Other interventions focus on improving the principles knowledge of oncogenomics. Bethea et al. [26] examined the effects of genetic outreach education program in supporting practitioners’ confidence and skills in handling familial cancers and other genetic conditions. Respondents in the intervention group reported to be more confident in managing patient questions around familial cancers, collecting the relevant family history information, and making better assessment of genetic risks. However, there were only 29 practitioners in the intervention group, which was not sufficient to demonstrate the effectiveness of the outreach program.

In other studies, the outcomes show increases in genomic knowledge after intervention, yet there is no way of gauging how these gains in knowledge might sustain in the long term or translate into applications of genomics in clinical practice. Hill et al. [24] designed an interactive educational workshop for physicians in Kenya in order to increase their childhood eye cancer retinoblastoma genetics knowledge. The participants showed an increase in knowledge post-workshop from 72% to 80%, more particularly increased in knowledge of retinoblastoma causative genetics. However, one year later participants’ knowledge returned to baseline (72%). This showed that the participants needed more frequent reinforcement of the educational intervention. The one-year post-workshop finding of this study is not statistically significant as only 12 respondents took the survey. Houwink et al. [25] tested the long-term impact of online genetics education comprising two-hour online oncogenetics education course, Genetics e-learning Continuing Professional Development (CPD) module. The study yields an increase in knowledge at post-test (0.055 (P < 0.05)) and at retention test (six months later) (0.079 (P < 0.01)). The respondents also showed high satisfaction with the module. In addition, 90% of the participants reported to apply newly acquired knowledge from the module at least once a month. A small proportion of the participants (5%) frequently used knowledge from the module at the minimum level of once a week. However, the effectiveness of this training in daily practice remains uncertain. The participants remained static on their competencies to self identify disease, refer patients to a specialist, and understand the benefits and risks of genetic testing. Despite high satisfaction in the module and increases in knowledge, the how-to and principles knowledge of oncogenomics and genomic services in oncology care did not change. The limitations of this study lie in the small sample size and self-reported measurements of referral rates.

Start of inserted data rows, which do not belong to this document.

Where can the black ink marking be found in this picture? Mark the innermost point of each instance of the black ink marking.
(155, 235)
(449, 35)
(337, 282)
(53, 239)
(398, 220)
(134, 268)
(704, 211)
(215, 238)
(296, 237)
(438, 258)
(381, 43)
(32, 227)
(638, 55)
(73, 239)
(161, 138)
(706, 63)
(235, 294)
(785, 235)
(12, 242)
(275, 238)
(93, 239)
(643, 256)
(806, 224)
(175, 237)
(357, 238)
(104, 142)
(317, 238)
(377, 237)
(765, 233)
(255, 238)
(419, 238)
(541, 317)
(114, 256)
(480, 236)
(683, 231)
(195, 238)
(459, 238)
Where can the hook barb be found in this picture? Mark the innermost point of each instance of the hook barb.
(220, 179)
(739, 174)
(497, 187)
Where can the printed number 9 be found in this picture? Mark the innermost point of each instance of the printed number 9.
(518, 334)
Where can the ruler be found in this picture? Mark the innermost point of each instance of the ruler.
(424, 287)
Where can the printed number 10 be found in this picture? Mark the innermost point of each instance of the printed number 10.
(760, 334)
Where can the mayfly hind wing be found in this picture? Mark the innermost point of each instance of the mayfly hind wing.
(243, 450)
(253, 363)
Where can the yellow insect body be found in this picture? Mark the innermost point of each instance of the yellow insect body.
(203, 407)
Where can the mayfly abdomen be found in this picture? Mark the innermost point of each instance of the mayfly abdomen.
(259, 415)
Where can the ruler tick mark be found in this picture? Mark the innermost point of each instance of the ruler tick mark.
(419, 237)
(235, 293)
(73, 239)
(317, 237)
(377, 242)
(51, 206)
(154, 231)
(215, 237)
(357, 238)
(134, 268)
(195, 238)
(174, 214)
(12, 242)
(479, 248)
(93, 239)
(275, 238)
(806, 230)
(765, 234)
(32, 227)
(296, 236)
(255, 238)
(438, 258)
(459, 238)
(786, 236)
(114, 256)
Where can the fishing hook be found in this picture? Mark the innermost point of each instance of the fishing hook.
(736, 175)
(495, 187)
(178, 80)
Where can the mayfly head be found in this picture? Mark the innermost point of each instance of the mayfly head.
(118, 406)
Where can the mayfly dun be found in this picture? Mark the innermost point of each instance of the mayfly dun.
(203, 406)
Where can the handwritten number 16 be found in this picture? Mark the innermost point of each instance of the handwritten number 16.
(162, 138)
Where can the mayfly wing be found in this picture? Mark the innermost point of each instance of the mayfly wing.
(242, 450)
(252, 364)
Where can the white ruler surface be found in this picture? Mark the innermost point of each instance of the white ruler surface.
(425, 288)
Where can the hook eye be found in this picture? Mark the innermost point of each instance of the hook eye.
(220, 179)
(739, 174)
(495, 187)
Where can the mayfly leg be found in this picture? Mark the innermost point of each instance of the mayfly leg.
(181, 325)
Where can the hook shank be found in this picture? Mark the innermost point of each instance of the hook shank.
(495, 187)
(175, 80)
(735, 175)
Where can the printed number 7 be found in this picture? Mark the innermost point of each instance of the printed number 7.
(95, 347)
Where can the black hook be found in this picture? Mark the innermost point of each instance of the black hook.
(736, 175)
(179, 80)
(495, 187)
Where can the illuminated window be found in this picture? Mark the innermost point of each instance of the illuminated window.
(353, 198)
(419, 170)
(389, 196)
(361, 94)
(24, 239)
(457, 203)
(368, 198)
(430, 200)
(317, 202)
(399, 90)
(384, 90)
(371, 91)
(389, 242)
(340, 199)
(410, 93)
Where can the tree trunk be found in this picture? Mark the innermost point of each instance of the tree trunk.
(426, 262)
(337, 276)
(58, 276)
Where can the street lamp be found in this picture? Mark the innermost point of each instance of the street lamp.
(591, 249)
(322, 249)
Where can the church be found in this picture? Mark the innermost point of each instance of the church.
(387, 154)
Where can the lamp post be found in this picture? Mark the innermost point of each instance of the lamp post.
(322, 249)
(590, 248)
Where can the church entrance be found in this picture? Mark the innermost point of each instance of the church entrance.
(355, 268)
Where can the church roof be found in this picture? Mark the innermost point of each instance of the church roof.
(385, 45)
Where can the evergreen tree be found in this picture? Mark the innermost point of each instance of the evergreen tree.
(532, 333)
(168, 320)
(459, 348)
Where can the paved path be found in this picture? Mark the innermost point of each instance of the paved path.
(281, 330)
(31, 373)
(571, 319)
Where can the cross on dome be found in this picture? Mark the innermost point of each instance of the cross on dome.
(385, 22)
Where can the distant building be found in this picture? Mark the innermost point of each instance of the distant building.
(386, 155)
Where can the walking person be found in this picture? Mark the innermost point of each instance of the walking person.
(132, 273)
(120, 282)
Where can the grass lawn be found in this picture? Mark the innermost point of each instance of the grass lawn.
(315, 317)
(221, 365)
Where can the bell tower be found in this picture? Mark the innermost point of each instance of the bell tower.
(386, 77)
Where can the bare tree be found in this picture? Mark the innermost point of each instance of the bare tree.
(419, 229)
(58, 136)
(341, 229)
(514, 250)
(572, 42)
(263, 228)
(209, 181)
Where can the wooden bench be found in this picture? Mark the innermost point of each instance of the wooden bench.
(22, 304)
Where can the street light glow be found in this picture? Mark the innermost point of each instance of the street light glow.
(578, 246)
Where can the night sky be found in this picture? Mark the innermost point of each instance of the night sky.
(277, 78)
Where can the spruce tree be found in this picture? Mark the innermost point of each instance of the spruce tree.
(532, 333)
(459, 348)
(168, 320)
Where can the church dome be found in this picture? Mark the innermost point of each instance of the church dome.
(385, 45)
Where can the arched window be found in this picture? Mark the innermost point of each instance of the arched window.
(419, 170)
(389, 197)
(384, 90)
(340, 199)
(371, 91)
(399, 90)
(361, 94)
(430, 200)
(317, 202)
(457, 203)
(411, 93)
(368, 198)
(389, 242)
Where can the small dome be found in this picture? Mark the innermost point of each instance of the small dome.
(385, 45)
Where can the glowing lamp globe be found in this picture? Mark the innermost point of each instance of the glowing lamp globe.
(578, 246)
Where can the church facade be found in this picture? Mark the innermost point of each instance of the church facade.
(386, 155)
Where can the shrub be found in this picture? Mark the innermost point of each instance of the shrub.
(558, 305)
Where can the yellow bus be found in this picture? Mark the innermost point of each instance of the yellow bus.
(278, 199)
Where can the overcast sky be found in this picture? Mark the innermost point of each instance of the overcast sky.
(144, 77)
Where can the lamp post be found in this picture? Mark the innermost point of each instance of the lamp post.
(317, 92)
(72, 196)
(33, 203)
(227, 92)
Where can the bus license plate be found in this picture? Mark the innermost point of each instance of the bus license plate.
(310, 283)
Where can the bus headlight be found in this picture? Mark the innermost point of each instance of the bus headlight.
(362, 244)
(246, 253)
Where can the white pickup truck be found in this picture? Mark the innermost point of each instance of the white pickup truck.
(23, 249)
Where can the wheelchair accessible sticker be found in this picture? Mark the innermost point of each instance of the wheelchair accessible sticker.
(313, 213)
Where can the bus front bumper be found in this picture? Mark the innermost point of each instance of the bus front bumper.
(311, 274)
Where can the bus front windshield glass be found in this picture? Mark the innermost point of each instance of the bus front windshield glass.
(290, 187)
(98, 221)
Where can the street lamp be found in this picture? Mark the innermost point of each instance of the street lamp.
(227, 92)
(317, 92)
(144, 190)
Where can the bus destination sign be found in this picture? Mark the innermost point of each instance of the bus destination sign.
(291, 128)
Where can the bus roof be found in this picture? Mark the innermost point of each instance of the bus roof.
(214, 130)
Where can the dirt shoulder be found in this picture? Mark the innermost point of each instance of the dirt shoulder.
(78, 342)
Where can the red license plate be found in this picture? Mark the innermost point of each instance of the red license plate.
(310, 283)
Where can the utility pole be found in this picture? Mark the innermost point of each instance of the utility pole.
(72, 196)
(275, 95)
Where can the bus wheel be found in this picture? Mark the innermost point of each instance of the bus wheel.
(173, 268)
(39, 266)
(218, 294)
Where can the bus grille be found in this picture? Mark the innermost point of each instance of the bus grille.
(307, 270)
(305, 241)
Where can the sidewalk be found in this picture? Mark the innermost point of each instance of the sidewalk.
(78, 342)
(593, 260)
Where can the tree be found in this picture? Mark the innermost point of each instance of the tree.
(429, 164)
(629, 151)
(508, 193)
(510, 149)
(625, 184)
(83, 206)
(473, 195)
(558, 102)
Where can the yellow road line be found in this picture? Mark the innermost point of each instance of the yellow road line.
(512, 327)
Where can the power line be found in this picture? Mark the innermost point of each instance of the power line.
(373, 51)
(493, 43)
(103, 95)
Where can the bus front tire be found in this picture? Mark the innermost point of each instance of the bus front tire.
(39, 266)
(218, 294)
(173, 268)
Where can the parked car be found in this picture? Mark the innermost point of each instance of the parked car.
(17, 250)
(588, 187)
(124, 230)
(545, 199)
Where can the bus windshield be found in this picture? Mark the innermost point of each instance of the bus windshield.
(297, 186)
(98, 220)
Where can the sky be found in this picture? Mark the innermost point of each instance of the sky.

Wilson et al. [30] evaluated the impact of a multifaceted intervention system to assist general practitioners’ (GPs) confidence and knowledge regarding breast cancer risks. The multifaceted decision-support system is a point-of-care resource developed by GPs in collaboration with clinical geneticists. This system provides educational resources and materials on breast cancer genetics. The intervention and control groups showed no statistically significant difference on their confidence scores. Hence, the intervention was not successful. The intervention’s ineffectiveness may be due to the fact that only a small number of GPs participated in the educational workshop. They might have not also been aware of the decision-supported software and apply it into their clinical practice. In addition, GPs’ confidence in identifying breast cancer genetic risks was a self-reported measurement. Overall, the interventions outlined did not all achieve their goals of improving oncogenomics knowledge among physicians due to many factors such as small sample size, self-reported measurements, or unsustained knowledge gain.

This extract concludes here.